Una disciplina particolare è stata prevista per Alghero, dove la necessità di rafforzare i collegamenti al di fuori del periodo estivo ha portato ad ampliare la finestra dell'intervento. Nello scalo della Riviera del Corallo l'azzeramento sarà esteso anche ai mesi di aprile e maggio nel 2027 e nel 2028.
L'obiettivo è rendere gli aeroporti sardi maggiormente competitivi e incentivare le compagnie ad aumentare rotte e frequenze soprattutto nei mesi tradizionalmente più deboli, contribuendo così anche al processo di destagionalizzazione dei flussi turistici.
L'eliminazione dell'addizionale non comporterà una perdita di entrate a carico dello Stato. Sarà infatti la Regione Sardegna a coprire integralmente le somme necessarie.

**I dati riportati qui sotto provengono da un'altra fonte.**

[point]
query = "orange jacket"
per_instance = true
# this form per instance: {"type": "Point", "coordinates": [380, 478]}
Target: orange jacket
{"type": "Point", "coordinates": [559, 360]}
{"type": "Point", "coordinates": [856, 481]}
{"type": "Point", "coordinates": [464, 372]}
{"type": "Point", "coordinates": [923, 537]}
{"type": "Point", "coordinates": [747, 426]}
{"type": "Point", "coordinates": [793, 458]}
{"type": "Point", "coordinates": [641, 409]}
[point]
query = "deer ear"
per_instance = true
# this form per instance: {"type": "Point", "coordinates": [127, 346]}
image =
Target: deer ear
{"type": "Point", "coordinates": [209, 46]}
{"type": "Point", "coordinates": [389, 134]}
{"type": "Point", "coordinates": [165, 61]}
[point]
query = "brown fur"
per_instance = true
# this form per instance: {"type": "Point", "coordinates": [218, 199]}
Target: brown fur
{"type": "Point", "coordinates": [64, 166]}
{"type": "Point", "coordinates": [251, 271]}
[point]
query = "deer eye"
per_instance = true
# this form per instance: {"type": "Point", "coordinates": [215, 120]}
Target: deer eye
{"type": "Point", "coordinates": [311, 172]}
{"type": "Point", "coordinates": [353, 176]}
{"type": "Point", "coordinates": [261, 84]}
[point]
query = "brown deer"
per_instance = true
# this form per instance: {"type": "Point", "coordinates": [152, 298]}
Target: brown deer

Lo stanziamento complessivo previsto è di 18,2 milioni di euro distribuiti nell'arco di tre anni: 3,3 milioni nel 2026, 9,1 milioni nel 2027 e altri 5,8 milioni nel 2028.
Il provvedimento tutela anche i Comuni nei quali hanno sede i tre aeroporti. La Regione garantirà infatti un ristoro quantificato in circa 500mila euro all'anno, in modo da compensare gli effetti economici derivanti dalla disapplicazione dell'addizionale.
La decisione rappresenta anche una risposta alle richieste avanzate negli ultimi anni dai vettori. Ryanair, in particolare, aveva più volte indicato la tassa d'imbarco come uno degli ostacoli alla possibilità di aumentare gli investimenti sull'Isola.
La scelta del Consiglio regionale apre quindi una nuova fase nei rapporti tra la Sardegna e le compagnie aeree. La prova decisiva arriverà nei prossimi mesi, quando si potrà verificare se l'azzeramento dell'addizionale sarà effettivamente accompagnato da un incremento dell'offerta di voli durante l'inverno.
Per i passeggeri, intanto, la prima data da segnare sul calendario è il primo novembre: da quel momento, nei periodi previsti dalla misura, sui voli in partenza da Cagliari, Olbia e Alghero verrà meno l'addizionale da 6,50 euro.